Egypt is embarking on a another revival project of its economy as it sets aside numerous projects to develop areas around the Suez Canal and the south of the country in a bid to create jobs and attract investors back. The projects which are fourteen in number are a joint partnership between the government and public-private companies. The projects are estimated to worth around $8 billion.
According to the Investment Minister, Osama Saleh, public private partnerships were a “top priority” during a conference. He added that “the government’s vision is to achieve integrated development in the Suez Canal Corridor, starting at East Port Said and to open the horizon for urban development outside the Valley and Delta.” The new government has been using investor conferences in the past weeks to rebuild investor confidence.

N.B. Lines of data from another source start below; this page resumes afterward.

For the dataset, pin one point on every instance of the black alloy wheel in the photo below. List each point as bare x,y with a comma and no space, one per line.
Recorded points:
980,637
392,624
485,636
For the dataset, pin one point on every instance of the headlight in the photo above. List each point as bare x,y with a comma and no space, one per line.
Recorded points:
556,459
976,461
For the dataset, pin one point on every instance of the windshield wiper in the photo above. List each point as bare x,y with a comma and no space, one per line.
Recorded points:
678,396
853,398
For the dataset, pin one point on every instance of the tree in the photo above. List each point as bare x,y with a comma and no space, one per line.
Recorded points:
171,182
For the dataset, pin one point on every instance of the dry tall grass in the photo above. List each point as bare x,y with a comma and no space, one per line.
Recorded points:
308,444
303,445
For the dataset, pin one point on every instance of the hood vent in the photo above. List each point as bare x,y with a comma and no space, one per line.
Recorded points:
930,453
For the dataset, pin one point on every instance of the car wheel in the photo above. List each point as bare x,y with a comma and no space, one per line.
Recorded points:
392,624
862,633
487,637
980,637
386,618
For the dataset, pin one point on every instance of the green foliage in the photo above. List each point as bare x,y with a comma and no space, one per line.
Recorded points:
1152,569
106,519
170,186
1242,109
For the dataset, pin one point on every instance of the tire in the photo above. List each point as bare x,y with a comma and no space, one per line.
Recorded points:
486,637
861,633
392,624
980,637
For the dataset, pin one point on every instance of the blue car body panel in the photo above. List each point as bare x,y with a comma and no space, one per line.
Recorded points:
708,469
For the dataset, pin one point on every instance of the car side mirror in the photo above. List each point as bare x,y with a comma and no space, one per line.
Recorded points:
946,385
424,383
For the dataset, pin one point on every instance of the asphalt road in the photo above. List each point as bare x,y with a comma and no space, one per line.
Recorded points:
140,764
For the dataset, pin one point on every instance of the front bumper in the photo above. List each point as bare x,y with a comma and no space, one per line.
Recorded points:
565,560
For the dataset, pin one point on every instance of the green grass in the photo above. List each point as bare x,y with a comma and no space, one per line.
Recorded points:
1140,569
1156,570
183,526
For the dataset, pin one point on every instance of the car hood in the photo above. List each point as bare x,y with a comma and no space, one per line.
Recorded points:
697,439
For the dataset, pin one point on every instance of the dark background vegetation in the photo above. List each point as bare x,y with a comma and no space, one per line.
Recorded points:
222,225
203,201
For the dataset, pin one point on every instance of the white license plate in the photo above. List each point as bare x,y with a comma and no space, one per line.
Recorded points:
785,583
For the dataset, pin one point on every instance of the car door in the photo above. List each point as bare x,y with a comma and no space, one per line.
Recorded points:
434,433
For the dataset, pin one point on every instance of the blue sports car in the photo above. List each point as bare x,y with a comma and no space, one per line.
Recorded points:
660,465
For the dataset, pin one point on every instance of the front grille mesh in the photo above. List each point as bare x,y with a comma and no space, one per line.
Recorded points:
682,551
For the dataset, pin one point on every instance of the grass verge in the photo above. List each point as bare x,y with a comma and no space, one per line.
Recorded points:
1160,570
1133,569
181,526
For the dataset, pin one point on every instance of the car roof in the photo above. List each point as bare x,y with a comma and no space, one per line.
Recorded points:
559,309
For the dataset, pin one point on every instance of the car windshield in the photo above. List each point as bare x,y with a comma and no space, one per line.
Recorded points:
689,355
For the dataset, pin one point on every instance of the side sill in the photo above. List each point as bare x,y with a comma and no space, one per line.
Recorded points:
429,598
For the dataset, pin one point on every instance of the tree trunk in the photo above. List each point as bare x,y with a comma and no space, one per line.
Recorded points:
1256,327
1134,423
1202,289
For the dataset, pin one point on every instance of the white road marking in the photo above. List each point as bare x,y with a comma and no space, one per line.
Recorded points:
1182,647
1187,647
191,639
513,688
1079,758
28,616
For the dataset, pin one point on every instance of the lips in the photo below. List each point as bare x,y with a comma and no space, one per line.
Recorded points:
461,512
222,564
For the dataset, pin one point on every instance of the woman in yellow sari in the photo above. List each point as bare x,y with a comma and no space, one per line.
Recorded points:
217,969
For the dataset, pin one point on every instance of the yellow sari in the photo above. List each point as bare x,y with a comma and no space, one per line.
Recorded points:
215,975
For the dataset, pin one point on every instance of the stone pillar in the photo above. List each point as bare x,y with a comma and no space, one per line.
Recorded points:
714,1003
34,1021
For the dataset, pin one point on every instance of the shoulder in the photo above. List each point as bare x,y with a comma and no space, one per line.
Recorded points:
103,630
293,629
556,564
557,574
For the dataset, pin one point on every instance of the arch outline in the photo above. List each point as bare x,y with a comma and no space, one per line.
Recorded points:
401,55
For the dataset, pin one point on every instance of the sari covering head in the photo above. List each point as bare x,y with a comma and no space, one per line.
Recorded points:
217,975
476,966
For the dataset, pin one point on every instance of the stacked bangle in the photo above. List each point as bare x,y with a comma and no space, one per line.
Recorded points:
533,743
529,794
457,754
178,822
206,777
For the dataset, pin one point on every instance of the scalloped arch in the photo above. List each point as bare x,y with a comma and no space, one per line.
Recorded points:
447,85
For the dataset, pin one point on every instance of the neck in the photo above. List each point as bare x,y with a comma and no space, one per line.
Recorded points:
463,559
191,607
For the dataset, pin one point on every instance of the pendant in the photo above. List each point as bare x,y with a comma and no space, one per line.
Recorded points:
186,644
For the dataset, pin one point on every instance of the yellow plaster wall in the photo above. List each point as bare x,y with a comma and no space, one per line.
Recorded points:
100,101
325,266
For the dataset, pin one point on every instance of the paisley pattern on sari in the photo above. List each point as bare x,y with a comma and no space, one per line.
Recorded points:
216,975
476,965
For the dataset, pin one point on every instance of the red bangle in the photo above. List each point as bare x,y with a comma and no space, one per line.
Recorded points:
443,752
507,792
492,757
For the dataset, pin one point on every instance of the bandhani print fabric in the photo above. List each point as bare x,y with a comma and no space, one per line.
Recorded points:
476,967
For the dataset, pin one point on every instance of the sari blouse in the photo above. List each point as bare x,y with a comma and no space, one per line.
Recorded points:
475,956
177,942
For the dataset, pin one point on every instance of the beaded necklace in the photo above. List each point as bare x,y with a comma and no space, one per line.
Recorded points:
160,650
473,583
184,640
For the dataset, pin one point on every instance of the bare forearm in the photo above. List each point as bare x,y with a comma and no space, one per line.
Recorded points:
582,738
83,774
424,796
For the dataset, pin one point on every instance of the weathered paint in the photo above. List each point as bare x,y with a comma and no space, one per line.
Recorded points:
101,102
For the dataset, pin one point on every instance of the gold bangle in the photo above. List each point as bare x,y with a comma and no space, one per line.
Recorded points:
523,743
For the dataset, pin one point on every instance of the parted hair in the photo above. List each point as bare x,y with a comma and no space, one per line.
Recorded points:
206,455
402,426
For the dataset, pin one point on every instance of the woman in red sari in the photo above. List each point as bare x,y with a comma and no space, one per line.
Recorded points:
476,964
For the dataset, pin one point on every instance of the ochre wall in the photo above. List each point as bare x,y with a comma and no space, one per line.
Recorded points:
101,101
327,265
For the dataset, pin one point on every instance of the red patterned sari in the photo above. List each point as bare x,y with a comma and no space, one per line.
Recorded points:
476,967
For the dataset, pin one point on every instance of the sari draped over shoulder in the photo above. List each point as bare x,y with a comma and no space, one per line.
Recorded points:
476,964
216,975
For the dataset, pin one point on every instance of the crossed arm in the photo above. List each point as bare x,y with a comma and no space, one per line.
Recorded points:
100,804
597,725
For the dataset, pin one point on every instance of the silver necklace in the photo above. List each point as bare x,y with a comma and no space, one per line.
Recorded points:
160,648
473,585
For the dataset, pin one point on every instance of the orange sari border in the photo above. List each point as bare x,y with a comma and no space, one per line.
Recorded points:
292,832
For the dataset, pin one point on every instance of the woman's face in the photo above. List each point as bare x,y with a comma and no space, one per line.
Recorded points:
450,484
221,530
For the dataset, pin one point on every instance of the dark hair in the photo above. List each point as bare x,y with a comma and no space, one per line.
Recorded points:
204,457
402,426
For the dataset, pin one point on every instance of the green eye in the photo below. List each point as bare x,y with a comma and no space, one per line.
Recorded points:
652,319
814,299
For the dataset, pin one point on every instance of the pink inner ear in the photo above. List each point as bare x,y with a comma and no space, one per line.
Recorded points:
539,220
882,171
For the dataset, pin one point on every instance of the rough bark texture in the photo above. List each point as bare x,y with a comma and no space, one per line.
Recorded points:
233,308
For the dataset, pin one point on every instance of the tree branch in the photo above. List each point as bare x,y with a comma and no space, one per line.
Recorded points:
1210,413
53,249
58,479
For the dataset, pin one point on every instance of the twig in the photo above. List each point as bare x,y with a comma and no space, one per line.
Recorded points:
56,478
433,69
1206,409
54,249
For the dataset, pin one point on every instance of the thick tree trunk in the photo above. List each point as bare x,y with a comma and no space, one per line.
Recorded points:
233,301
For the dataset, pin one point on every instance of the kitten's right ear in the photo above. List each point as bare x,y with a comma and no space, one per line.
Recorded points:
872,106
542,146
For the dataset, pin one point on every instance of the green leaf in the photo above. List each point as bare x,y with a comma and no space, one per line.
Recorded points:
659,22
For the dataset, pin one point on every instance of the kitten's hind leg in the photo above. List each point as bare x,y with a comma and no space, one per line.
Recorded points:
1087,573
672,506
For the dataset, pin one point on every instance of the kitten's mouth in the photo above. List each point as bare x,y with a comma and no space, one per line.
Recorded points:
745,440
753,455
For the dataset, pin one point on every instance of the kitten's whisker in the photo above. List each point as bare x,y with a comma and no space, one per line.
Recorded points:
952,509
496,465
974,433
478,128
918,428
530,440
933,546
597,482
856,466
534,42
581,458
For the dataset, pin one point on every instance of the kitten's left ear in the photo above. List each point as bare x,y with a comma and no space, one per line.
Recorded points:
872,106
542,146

More details were revealed by the Deputy Finance minister, Hany Kadry Dimian, who said that half of the projects were ready for investment while the other seven would be launched in the next 18 to 24 months. Some of the projects were dubbed as “mega projects” by Mr. Dimian, who also hinted that the projects will be ranging from solid waste management, drinking water, health, telecommunications and roads.
Among the major projects are a new tunnel under the Suez Canal and a principal Mediterranean port to spread Egypt’s population more evenly away from the crowded Nile Valley and Delta region. The East Port Said is to be developed first on the Mediterranean alongside a city and an industrial zone before linking areas in the Nile Valley south of Cairo to Egypt’s Red Sea port of Safaga. A desalination plant and a new tunnel under the Canal to link the Sinai Peninsula are also part of plans.